Most horror flicks are satisfied with the humble goal of tossing about a few chills. The more ostentatious may even try to snatch a good night’s sleep from the viewer. This Titanic beast wants the whole bag of marbles and it’s not going to rest until every inch of peaceful space in your brain is demolished. THE EXORCIST has extracted not nights, but years of sleep deprivation from its ill prepared audience. It has given rise to vomiting, fainting and perhaps most frighteningly, church attendance. Who can explain the mystery of its power? It’s indisputable that all involved, director, writer and cast were all at the top of their game, but it almost seems as if the film built its own damn self with bricks forcibly pried from our collective unconscious.

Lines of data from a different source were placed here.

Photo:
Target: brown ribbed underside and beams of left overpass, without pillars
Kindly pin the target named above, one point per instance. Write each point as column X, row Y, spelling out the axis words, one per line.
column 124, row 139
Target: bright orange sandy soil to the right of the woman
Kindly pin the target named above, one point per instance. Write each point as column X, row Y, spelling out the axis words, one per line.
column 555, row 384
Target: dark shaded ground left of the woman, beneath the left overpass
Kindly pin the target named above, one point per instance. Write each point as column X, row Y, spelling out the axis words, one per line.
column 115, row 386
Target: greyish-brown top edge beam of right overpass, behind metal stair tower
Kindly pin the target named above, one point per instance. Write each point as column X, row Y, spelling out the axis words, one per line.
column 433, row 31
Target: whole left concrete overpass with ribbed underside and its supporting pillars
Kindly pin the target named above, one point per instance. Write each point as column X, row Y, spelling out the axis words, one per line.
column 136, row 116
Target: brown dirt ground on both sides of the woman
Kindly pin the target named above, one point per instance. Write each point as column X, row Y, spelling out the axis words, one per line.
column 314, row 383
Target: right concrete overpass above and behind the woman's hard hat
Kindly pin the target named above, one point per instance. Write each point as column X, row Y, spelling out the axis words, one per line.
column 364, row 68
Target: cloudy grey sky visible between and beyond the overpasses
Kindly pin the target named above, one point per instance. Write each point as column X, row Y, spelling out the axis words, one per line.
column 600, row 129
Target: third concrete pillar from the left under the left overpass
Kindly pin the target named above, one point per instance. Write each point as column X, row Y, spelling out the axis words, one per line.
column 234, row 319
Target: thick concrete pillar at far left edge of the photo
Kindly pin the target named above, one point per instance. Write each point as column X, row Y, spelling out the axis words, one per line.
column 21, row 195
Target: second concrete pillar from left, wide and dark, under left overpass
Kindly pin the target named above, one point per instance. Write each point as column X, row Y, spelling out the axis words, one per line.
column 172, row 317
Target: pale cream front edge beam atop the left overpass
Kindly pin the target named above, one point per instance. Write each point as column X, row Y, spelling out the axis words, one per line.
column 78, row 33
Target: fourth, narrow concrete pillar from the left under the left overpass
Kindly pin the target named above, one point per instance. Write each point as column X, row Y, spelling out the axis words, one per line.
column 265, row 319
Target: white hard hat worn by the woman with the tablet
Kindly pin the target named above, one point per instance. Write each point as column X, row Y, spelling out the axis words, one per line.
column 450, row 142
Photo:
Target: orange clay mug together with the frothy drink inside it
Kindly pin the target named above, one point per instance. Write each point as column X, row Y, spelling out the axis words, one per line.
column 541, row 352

It’s about a little girl who’s possessed by the devil, a scary idea for sure, but many other films have attempted this plot and delivered nothing. (I’m looking at YOU, many other films!) Why won’t this movie step down? Why won’t it behave? After decades you’d think it’s power would have waned some or at least by now we could laugh at it like so many other bugaboos from our past and say, “I was scared of that? What was I thinking?” No such luck. This baby won’t budge.

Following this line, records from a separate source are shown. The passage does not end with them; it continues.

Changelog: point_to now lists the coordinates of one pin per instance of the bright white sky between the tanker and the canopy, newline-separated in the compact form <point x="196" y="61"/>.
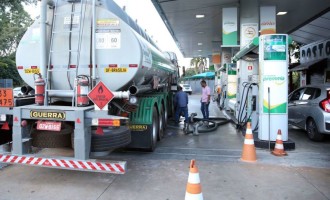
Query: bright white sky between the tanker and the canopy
<point x="148" y="18"/>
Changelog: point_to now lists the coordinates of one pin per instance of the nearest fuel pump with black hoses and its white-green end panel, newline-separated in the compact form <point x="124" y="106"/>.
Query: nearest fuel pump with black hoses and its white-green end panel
<point x="262" y="87"/>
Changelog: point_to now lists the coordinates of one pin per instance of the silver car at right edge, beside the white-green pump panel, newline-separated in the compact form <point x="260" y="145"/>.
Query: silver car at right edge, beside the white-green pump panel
<point x="309" y="109"/>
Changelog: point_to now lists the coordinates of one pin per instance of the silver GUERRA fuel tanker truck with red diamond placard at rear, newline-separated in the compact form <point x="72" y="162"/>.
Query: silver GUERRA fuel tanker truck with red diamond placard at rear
<point x="100" y="83"/>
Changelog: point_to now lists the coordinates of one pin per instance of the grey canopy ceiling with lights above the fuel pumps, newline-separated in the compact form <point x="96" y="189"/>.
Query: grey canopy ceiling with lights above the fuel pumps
<point x="196" y="25"/>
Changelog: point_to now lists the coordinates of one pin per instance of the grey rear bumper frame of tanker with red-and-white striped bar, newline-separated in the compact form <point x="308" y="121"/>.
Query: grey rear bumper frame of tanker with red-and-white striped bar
<point x="19" y="151"/>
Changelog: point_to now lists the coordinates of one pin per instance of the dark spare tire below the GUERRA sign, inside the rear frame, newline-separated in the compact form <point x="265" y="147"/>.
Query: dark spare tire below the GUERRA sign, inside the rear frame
<point x="51" y="139"/>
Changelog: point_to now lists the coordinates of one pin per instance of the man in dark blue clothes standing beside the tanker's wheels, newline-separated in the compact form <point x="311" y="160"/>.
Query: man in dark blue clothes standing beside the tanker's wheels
<point x="181" y="103"/>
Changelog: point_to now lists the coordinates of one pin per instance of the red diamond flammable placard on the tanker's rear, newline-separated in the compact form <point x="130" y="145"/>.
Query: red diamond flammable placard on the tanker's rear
<point x="100" y="95"/>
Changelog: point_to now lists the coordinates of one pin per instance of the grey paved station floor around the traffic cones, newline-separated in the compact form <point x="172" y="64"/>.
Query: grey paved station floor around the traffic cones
<point x="163" y="174"/>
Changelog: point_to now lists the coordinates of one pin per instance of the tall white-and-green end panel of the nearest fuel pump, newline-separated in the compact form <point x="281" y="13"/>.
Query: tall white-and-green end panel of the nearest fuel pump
<point x="273" y="92"/>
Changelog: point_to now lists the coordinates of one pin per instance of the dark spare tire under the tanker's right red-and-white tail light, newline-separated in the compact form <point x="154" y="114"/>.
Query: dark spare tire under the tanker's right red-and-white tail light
<point x="111" y="139"/>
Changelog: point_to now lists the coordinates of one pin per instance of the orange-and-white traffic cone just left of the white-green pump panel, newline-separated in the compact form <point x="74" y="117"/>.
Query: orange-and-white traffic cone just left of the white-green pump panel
<point x="249" y="150"/>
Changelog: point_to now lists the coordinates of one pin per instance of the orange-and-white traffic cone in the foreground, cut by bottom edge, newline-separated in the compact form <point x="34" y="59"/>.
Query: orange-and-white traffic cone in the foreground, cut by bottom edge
<point x="194" y="189"/>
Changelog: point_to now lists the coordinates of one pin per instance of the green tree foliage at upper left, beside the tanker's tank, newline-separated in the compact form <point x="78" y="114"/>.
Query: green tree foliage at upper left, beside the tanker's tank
<point x="14" y="21"/>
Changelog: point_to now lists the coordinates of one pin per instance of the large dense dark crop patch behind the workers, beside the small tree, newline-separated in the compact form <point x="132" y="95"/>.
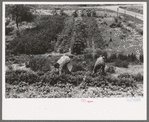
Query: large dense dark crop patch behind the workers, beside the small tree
<point x="38" y="40"/>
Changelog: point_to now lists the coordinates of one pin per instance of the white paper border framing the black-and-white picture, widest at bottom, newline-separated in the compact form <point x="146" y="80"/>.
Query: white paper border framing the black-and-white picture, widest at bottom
<point x="73" y="108"/>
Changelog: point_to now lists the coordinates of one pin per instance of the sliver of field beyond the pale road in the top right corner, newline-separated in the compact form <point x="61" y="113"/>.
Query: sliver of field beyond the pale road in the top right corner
<point x="137" y="9"/>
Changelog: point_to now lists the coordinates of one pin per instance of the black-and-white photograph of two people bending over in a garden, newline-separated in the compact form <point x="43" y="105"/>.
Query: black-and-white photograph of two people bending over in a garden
<point x="77" y="50"/>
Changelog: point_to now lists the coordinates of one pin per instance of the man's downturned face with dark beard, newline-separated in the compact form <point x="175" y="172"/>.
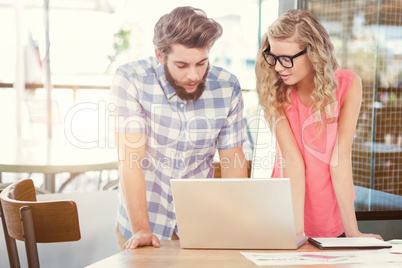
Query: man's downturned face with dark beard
<point x="186" y="70"/>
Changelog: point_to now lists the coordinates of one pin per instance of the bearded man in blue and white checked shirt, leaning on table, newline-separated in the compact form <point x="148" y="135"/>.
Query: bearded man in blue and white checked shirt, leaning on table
<point x="174" y="111"/>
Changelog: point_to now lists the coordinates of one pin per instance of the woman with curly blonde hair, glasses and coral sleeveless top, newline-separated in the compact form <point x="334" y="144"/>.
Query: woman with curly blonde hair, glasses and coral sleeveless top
<point x="312" y="107"/>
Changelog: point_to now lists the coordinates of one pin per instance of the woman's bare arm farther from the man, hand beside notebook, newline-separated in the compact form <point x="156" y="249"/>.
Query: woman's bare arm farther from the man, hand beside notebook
<point x="341" y="162"/>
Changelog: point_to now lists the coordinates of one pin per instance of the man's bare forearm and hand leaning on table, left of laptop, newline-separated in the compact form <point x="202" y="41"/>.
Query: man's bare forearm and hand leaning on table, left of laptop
<point x="131" y="150"/>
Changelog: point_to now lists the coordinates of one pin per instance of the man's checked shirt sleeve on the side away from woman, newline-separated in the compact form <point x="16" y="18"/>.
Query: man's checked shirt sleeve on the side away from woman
<point x="125" y="106"/>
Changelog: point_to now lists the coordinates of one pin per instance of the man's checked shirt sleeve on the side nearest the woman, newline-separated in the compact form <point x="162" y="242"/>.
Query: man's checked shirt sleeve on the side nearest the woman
<point x="233" y="131"/>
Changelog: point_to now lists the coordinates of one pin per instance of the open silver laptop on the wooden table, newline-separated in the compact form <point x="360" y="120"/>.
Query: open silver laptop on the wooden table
<point x="235" y="214"/>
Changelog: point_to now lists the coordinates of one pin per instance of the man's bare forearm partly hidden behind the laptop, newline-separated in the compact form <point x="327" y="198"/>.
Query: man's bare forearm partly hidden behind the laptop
<point x="233" y="163"/>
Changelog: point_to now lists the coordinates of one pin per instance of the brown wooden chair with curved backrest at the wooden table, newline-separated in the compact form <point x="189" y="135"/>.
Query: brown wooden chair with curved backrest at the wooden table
<point x="33" y="222"/>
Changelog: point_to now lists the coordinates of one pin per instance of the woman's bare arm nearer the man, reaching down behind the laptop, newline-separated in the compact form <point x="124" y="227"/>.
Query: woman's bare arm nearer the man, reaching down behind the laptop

It may be because it’s about so much more then just that little girl. It never flinches juggling ideas about good, evil, guilt, morality, life, death, and the simple truths about human existence that most popular entertainment beats back with a stick. Above all else though, this shit is scary. The enemy is not the begrudged victim of a prank gone wrong but evil itself. I’m talking old as time, famine, cancer, Auschwitz, JENNA ELFMAN type evil. I have heard atheists claim to be immune to the horrors found here. If that’s the case, then that’s their best selling point and it should be used more often as a recruitment tool.

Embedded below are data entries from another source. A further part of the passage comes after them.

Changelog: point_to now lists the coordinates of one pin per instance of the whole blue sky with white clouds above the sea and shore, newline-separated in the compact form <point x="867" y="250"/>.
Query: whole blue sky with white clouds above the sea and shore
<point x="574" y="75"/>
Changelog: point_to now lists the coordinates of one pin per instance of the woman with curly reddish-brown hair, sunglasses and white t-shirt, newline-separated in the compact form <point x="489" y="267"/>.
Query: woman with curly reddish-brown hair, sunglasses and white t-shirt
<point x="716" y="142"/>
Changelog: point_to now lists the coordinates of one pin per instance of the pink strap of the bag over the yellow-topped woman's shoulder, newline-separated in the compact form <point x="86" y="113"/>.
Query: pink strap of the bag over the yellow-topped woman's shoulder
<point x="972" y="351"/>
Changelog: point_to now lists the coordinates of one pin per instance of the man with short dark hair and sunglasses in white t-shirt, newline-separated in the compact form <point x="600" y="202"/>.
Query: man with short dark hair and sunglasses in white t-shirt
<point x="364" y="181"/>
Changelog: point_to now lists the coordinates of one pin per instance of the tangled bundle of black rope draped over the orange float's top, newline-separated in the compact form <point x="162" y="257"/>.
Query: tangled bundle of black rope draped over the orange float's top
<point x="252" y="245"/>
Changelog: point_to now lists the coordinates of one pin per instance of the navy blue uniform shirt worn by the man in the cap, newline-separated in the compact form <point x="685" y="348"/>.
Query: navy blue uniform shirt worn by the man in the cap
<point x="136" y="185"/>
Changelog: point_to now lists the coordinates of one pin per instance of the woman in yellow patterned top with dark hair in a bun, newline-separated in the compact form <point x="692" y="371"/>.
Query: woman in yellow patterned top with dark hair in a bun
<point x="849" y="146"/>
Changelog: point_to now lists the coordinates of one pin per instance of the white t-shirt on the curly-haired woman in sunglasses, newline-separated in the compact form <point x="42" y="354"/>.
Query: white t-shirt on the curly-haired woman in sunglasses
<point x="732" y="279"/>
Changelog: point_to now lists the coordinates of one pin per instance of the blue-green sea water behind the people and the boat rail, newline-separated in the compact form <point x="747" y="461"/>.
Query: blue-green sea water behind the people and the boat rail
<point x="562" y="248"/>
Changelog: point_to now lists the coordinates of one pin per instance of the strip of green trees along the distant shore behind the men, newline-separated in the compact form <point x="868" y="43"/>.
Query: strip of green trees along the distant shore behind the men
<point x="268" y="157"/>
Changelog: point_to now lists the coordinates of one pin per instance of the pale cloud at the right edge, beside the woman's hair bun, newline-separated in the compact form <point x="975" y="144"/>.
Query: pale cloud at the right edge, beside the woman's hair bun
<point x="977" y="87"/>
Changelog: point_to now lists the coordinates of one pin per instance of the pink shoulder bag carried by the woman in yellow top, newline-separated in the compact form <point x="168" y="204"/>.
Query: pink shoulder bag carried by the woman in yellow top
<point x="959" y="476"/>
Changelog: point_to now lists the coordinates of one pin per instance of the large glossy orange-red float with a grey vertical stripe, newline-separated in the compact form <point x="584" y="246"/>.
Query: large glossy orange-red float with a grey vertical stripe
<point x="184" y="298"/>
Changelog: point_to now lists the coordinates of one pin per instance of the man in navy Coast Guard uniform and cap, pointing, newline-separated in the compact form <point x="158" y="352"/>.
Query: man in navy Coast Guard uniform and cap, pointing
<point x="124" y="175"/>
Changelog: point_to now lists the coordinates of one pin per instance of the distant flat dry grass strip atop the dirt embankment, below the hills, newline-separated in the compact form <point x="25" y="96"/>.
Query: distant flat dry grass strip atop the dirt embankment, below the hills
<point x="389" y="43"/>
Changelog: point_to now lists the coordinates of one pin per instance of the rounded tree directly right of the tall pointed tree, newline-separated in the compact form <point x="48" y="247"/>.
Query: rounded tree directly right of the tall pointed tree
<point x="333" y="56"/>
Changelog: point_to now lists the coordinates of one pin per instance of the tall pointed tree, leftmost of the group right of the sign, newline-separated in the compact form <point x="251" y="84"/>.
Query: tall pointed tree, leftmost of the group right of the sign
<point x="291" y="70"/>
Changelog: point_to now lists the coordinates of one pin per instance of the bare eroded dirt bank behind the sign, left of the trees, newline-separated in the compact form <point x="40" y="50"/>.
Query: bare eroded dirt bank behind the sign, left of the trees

Director WILLIAM FRIEDKIN and writer PETER BLATTY are often busy trying to convince us that the film closes on a happy ending that reveals good’s triumph over evil. I’ll allow that the book does succeed at making this point, but as far as the film goes I’m not buying that haunted swamp land. I get that Father Karras (a supernaturally natural JASON MILLER) sacrifices himself to save Reagan (irreplaceable traumagod LINDA BLAIR) and that’s no small shakes or anything, but for this viewer’s psyche, it’s too little too late. Evil can levitate, spew pea soup, twist it’s head fully around and make aspersions towards good’s mother’s recreational time in hell, and good’s snappy comeback is jumping out a window? It doesn’t comfort me. It doesn’t comfort me one bit.
God, do I really have to bother? Head spinning, pea soup upchuck, the staircase, MAX VON SYDOW’s Magritte inspired arrival, frickin’ Captain Howdy all over the place. Pazzuzu waltzing around, Karras’s freaked out dream about his mom. That horrible hospital head machine. Masturbation with a crucifix? “The sow is mine!“…the whole damn thing. The whole damn thing is indelible.